The AI model landscape in March 2026 is a three-way split: OpenAI leads on general reasoning and multimodal breadth, Anthropic leads on agentic coding and developer tooling, and Google leads on price-to-performance. GPT-5.4 doesn't win every category, but it's competitive in all of them — and that breadth is its real strength.

Our Recommendation

GOAPI developers and product builders — the $2.50/$10 per MTok pricing is the best value among frontier models. Structured output mode is production-ready. The 1M context opens use cases that weren't practical before.

MAYBEPower users on Plus — if you're hitting rate limits daily, either upgrade to Pro ($200/month) or consider Claude Max 5x ($100/month) as a more balanced option.

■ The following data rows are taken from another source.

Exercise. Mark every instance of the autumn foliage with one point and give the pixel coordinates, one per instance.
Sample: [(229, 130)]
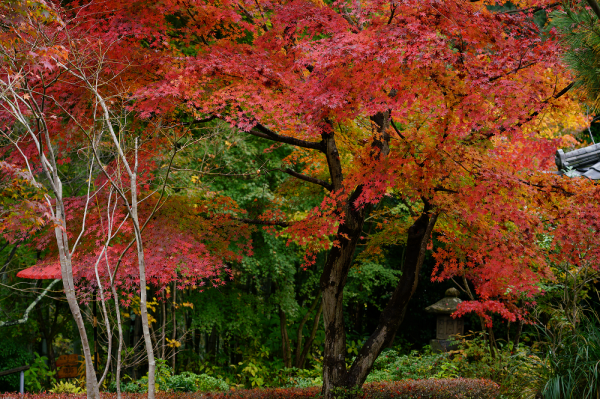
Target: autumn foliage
[(447, 107)]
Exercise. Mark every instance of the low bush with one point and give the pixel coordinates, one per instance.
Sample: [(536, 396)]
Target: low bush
[(408, 389)]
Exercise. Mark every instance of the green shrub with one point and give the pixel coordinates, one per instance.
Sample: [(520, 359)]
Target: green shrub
[(66, 387), (572, 367), (408, 389), (206, 383), (184, 382), (39, 376), (12, 355)]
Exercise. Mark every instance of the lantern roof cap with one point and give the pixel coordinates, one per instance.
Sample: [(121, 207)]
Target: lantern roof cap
[(580, 162), (447, 305)]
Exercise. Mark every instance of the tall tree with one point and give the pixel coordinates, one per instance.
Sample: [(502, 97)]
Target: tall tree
[(426, 101)]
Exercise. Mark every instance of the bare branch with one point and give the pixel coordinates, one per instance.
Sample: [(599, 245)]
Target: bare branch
[(309, 179)]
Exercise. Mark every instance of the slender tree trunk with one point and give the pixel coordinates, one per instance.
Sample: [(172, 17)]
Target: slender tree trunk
[(518, 334), (285, 340), (164, 325), (335, 273), (91, 381), (298, 358), (174, 334), (301, 360)]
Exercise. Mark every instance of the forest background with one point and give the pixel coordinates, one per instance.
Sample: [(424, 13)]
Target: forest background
[(245, 217)]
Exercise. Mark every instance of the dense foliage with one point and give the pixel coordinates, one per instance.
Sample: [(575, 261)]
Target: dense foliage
[(267, 194)]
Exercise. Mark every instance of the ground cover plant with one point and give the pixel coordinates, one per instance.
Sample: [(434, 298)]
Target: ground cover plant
[(410, 389)]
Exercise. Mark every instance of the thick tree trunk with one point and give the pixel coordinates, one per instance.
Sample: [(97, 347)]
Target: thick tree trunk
[(335, 374)]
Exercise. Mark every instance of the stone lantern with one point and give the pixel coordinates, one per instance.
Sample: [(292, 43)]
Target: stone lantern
[(446, 325)]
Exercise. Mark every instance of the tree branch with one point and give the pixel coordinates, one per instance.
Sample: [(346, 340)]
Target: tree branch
[(264, 222), (595, 7), (266, 133), (530, 9), (309, 179)]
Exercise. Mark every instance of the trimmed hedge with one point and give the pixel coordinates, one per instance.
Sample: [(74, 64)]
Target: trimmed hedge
[(458, 388)]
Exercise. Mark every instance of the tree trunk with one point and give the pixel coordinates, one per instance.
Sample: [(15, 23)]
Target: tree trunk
[(299, 359), (174, 334), (285, 340), (302, 358)]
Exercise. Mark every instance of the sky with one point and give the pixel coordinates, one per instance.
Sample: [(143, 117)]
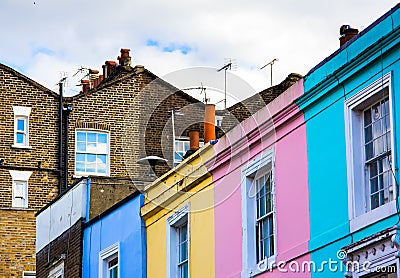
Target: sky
[(49, 39)]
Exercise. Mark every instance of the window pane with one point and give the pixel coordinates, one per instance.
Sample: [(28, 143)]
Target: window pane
[(91, 158), (184, 271), (114, 272), (183, 252), (92, 147), (20, 138), (369, 151), (81, 136), (101, 164), (21, 125), (378, 146), (262, 206), (183, 233), (19, 189), (80, 167), (92, 152), (91, 137), (368, 134), (374, 201), (367, 117), (81, 146), (102, 138), (376, 111), (80, 157)]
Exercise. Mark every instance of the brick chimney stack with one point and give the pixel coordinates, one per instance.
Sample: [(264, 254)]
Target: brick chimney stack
[(85, 85), (346, 34), (108, 68), (125, 59), (209, 123)]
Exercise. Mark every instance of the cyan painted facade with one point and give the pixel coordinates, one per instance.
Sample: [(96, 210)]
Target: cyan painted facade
[(118, 231), (271, 143), (337, 91)]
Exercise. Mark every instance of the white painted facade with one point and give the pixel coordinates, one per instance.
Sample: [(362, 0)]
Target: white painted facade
[(62, 214)]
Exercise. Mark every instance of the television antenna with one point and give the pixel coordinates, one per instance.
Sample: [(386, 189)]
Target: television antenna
[(202, 91), (227, 66), (270, 64), (152, 161)]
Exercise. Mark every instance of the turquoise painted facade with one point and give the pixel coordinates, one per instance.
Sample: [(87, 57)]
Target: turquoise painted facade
[(117, 233), (335, 154)]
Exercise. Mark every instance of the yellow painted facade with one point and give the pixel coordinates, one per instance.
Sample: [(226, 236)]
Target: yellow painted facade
[(189, 184)]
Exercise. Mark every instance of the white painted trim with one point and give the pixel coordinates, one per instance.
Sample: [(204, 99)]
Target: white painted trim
[(358, 215), (85, 174), (171, 258), (105, 256), (20, 175), (56, 271), (381, 252), (260, 165), (28, 274), (22, 111), (373, 216)]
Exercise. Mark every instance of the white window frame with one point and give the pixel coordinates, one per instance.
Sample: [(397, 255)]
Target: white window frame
[(19, 177), (178, 219), (21, 113), (105, 256), (256, 168), (28, 274), (182, 139), (57, 271), (359, 215), (107, 153)]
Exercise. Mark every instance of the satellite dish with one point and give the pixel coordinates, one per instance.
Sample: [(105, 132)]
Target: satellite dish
[(152, 161)]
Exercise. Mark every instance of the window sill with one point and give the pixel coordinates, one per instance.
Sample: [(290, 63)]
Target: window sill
[(21, 147), (79, 175), (261, 267), (17, 209), (373, 216)]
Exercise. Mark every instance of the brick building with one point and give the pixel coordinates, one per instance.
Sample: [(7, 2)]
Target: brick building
[(28, 166), (121, 116)]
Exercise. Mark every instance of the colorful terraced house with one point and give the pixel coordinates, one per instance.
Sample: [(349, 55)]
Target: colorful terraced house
[(349, 104)]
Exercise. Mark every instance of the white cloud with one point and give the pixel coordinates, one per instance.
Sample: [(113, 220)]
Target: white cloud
[(53, 36)]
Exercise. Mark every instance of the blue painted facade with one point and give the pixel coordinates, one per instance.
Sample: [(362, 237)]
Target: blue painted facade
[(370, 56), (121, 225)]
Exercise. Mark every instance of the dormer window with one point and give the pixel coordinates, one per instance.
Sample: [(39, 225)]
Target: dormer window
[(21, 126), (92, 153)]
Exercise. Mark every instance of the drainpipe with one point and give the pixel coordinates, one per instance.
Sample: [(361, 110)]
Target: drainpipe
[(209, 123), (68, 110), (60, 131)]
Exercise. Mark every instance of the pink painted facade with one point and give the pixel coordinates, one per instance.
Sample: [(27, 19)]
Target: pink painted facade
[(285, 137)]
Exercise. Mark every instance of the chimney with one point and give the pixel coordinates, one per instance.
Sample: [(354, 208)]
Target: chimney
[(101, 78), (125, 59), (194, 136), (93, 76), (209, 123), (346, 34), (194, 139), (109, 67), (85, 85)]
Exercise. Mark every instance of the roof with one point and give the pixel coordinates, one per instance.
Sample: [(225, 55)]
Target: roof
[(363, 32), (249, 106), (122, 73), (112, 208), (28, 80), (59, 196)]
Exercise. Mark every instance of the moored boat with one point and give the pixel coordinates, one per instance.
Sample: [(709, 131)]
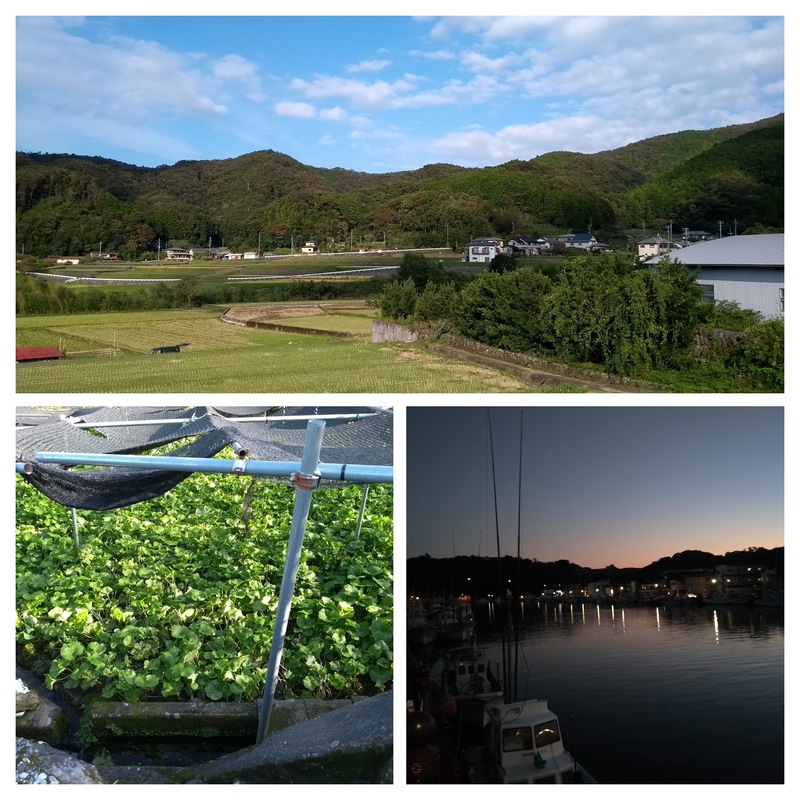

Run the math on your actual usage.

WAITDevelopers primarily doing agentic coding — Claude Opus 4.6 with Claude Code and Agent Teams is the stronger package for software engineering workflows. Switch when OpenAI's Codex exits beta.

GPT-5.4 is a strong all-rounder that does nothing badly and several things exceptionally well. Whether it's the right model for you depends less on benchmarks and more on where you spend your time. General reasoning and research? GPT-5.4. Coding agents? Opus 4.6. Budget-conscious? Gemini 3.1 Pro. The frontier has room for all three.